Aranesp® Has No Adverse Effect on Survival or Progression-free Survival when Used to Treat Chemotherapy-induced Anemia in SCLC

Researchers involved in Amgen’s Aranesp pharmacovigilance program (the 145 Study) have reported that Aranesp (darbepoetin alfa) has no adverse effect on the outcomes of patients with extensive stage small cell lung cancer (SCLC) receiving platinum-based chemotherapy. The details of this randomized Phase III study were reported at the 2007 World Conference on Lung Cancer.[1]

Chemotherapy-induced anemia can be corrected by the administration of Procrit® or Eprex® or long-acting Aranesp. Both are approved by the U.S. Food and Drug Administration for this indication. However, there has been concern about the potential for erythropoietins to increase relapse rates due to the presence of erythropoietin receptors on some cancer cells. In a European study involving 351 patients with head and neck cancer, NeoRecormon® (epoetin beta) was found to increase both relapse and death rates.[2] That study involved a different form of erythropoietin and the results have not been confirmed in other studies. A Radiation Therapy Oncology Group study of Procrit in patients with head and neck cancer receiving chemoradiotherapy did not show an increase in relapse rates in epoetin alfa recipients.[3] However, researchers affiliated with the Ontario Oncology Group have reported that anemic patients with NSCLC randomly allocated to receive Eprex or Procrit for disease-related anemia had a shorter median survival than patients receiving a placebo.[4] Recently, there has been concern that erythropoetins could stimulate the growth of breast cancer; one randomized breast cancer study of Eprex vs. placebo was terminated early due to a 6% lower one-year survival in the Eprex group.[5]

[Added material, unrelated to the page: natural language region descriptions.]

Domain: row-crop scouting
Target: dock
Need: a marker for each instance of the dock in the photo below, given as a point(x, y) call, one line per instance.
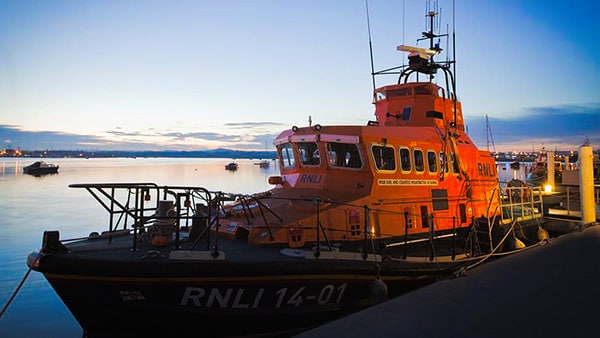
point(552, 290)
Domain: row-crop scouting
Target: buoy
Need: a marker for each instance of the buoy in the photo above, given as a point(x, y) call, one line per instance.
point(160, 241)
point(542, 234)
point(514, 243)
point(378, 292)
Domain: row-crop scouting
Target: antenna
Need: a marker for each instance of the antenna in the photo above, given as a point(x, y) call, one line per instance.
point(370, 48)
point(454, 55)
point(488, 134)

The current study involved 596 patients with extensive stage SCLC who were receiving initial platinum-based chemotherapy. Patients were randomly allocated to receive Aranesp or placebo to correct chemotherapy-induced anemia. The target hemoglobin level was 13 gm/%, and doses were withheld if the hemoglobin was 14 gm/%. In the Aranesp group, 17% received a blood transfusion compared with 39% in the control group. Eighty-one percent of Aranesp-treated patients died compared with 84% of control patients. The median survival was 40 weeks for both groups. Thromboembolic events occurred in 22% of Aranesp-treated patients compared with 15% in the control group. Embolism/thrombosis occurred in 9% of Aranesp treated patients and 5% of the control patients.

Comments: This reasonably large randomized trial does not show an adverse effect of Aranesp on progression-free survival of patients with extensive stage SCLC receiving chemotherapy. These data would suggest that Aranesp did not stimulate cancer growth in this setting. However, this study did confirm the increased incidence of thromboembolic events, which did not affect survival.

[1] Pirker R, et al. A Phase 3 Randomized, Double Blind, Placebo-Controlled Study of Patients With Previously Untreated Extensive-Stage Small Cell Lung Cancer (SCLC) Treated With Platinum Plus Etoposide Chemotherapy With or Without Darbepoetin alfa. Preceedings from the 2007 World Lung Cancer Conference, Seoul, Korea, September 2-5, 2007. Abstract PD6-3-6.

[2] Henke M, Laszig R, Rube C, et al. Erythropoietin to treat head and neck cancer patients with anaemia undergoing radiotherapy: A randomized, double-blind, placebo-controlled trial. Lancet. 2003;362:1255-1260.

[3] Machtay M, Pajak T, Suntharalingam M, et al. Definitive Radiotherapy Erythropoietin for Squamous Cell Carcinoma of the Head and Neck: Preliminary Report of RTOG 99-03. Proceedings from the 46th annual meeting of the American Society for Therapeutic Radiology and Oncology. Atlanta, GA. Oct 2-5 2004, Abstract #5.

[4] Wright JR, Yee C, Ung JA, et al. Randomized, double-blind, placebo-controlled trial of erythropoietin in non-small cell lung cancer with disease-related anemia. Journal of Clinical Oncology. 2007; 15:1027-1032.

[5] Leyland-Jones B, BEST Investigators and Study Group. Breast cancer trial with erytropoetin terminated unexpectedly. Lancet Oncology. 2003;4:459-460.